The Operation Was Successful, But the Patient Died

For those who do manage to reach health facilities, actual care often remains elusive because of cost. In Khost, in the east of the country, and in the capital, Kabul, roughly half the people surveyed by MSF borrowed money or sold what they could to pay for medicines or doctors' fees during a recent illness. Several sought care in neighbouring Pakistan.

As Coalition Forces pull out of Afghanistan after 12 years, their leaders struggle to define the intervention's legacy. Alluring narratives of success - crafted to suit political and military agendas - abound. But any desire to package the intervention into a simple success story obscures the reality of an ongoing conflict. Last year was the second most violent one for civilians since the war began, and hardly a week passes without casualties or severe injuries from bomb attacks, shootings or landmines.

When it comes to healthcare provision, much investment and progress has undeniably been made since 2002. Official accounts of Afghanistan's health system however, habitually emphasise achievements, yet neglect unmet medical needs. It is remarkable how far the prevailing stories of progress differ from the reality. This brings to mind the fable of the doctor who, like the international community in Afghanistan, has declared their operation to be a success. The macabre reality, however, is that the patient has died.

During the second half of 2013, MSF interviewed more than 800 patients to better understand their experiences in accessing healthcare. The resulting report, "Between Rhetoric and Reality, The Ongoing Struggle to Access Health Care in Afghanistan," reveals a sobering fact: a majority of people across four different provinces often cannot reach critical medical assistance due to insecurity, distance and cost.

At least one in five patients reported violence to their relatives or neighbours over the past year. Within the previous 12 months, one in four people had either experienced violence themselves, or had a family member or friend who had experienced violence. One in four people had a family member or friend who had died as a result of violence within the preceding year. Over 80% of the violence reported was directly related to the conflict.

Beyond the statistics were the horrific stories we heard: an entire family blown up by a landmine as they travelled home from hospital with a new baby; of villages caught between rival armed groups; of people forced to hold night-long 'death-watches' over sick or wounded relatives as fighting raged outside, in the hope of reaching medical care safely the next day.

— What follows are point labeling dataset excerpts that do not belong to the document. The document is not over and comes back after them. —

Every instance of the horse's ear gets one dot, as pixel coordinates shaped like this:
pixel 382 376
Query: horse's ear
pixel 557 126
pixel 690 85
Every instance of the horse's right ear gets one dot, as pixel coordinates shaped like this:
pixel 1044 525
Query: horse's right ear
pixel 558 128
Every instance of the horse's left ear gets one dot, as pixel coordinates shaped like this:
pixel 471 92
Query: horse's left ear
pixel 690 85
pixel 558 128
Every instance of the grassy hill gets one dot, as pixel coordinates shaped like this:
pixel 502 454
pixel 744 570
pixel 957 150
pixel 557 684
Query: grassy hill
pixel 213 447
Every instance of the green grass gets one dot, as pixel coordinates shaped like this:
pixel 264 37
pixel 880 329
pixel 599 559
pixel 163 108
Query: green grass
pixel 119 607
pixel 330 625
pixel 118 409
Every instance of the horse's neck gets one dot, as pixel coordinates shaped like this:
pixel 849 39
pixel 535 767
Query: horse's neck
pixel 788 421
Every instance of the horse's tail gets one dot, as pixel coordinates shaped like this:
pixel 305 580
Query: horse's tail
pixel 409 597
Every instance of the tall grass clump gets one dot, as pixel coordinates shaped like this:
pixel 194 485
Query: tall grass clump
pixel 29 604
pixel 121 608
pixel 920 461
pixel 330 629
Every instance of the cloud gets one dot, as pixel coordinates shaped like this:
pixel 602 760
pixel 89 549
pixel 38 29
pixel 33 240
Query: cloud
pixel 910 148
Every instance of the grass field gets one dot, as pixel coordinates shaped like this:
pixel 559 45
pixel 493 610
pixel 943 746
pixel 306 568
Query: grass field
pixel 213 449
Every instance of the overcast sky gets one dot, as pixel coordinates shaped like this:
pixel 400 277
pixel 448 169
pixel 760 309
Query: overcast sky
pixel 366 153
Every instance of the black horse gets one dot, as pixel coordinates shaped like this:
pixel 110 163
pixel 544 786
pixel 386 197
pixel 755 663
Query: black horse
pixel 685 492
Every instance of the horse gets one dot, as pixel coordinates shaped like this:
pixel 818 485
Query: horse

Patients trying to reach a doctor or medical facility told us about how they must risk government and opposition checkpoints, landmines, bandits and crossfire, and the majority are too afraid to travel at night, when all these obstacles intensify. All parties to the conflict bear responsibility for these obstacles and must ensure access to medical care is facilitated.

For those who do manage to reach health facilities, actual care often remains elusive because of cost. In Khost, in the east of the country, and in the capital, Kabul, roughly half the people surveyed by MSF borrowed money or sold what they could to pay for medicines or doctors' fees during a recent illness. Several sought care in neighbouring Pakistan.

These stories are from the people that managed to reach our hospitals. We know that many more who need medical care do not receive it. This is why the discussions underway about Afghanistan's future must recognise and address unmet humanitarian and medical needs.

Enough time has already been wasted.

In 2005, donors and policy-makers were abuzz with talk of reconstruction and post-conflict transition. This premature label suited the US-led coalition and the Afghan government it supported. Acknowledging the extent of the humanitarian crisis did not.

In the name of stabilisation, "force protection," or "winning hearts and minds," military and political imperatives have rendered as secondary the plain matter of what patients need. Priority needs have been overlooked, such as a functional referral system between basic health centres and district or provincial hospitals for people with serious injuries needing prompt surgical attention or women experiencing complications during labour.

So while government health services may have expanded in the country, they did so largely in areas deemed of strategic and political value to donor governments or where the security environment was stable enough according to international forces, not necessarily where the needs are actually the most acute. And where these facilities do exist, the trend of them being used for purposes other than the provision of health has been once again proven by a decision by the Afghan government to use hospitals as polling stations in the upcoming elections.

As donors renew and review their pledges, and politicians get ready to make new promises, medical care must be high on the agenda. And, crucially, aid in Afghanistan must be untangled from political and military considerations of all parties to the conflict, once and for all.

Assistance should be provided based on needs alone, and must not be obstructed by any armed group. If not, too many Afghans will continue to be denied the lifesaving medical care they need and Afghanistan will become known not only as the graveyard of empires, but also of humanitarianism.